Parents often ask Chiropractors when car seats should be turned to face forward. Remarkable research on this issue helps parents make an informed decision that will best serve their family. Safety concerns led to the evolution of rear-facing car seats. Motor vehicle collisions typically take place with the vehicle moving forward. The mechanism of this type of accident forces the head and neck of all passengers forward toward the windshield of the vehicle in a quick, jerking movement. The majority of injuries occur as the neck snaps backwards after the initial jolt toward the windshield. Any precaution that minimizes the forward-back jerking motion of the neck as a result of the collision will help lower the severity or prevent any significant bone and soft tissue injuries.

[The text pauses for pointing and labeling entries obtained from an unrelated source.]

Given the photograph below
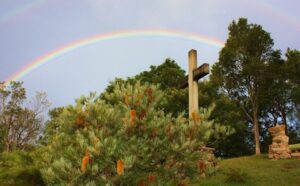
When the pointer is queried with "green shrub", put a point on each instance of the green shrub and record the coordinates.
(126, 142)
(17, 168)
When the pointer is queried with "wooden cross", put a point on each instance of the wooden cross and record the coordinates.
(191, 81)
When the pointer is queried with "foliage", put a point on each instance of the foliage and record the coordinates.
(167, 75)
(17, 168)
(20, 125)
(240, 70)
(128, 142)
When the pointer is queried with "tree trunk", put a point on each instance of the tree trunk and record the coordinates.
(256, 131)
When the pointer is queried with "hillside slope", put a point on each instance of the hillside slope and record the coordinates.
(255, 170)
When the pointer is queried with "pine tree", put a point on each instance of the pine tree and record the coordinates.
(130, 142)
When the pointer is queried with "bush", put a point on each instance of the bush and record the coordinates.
(127, 142)
(17, 168)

Research shows that the strength and stability of neck alignment and soft tissue will determine the extent of injury. Rear-facing car seats provide stability for an infant’s neck and soft tissue when the muscles and ligaments are not yet fully developed. An infant’s neck, spine, and muscles eventually develop to the point of being able to withstand the majority of trauma from a motor vehicle accident.
Research done in 2007 showed the inaccuracy of previous standards that allowed infants to be turned towards the front of a car after one year of age and a weight of at least 20 pounds. The study states that children up to 23 months old are almost 75 percent less likely to die or sustain serious injury in a rear-facing car seat than a forward-facing one. A rear-facing seat spreads the force exerted on a child’s body during a crash more evenly across the entire body, limiting the motion of the head and reducing the potential for neck injury. The protective car seat also keeps the child more contained within the shell of the child restraint than a forward-facing seat. The benefits of a rear-facing car seat rated particularly high in side impact crashes as well.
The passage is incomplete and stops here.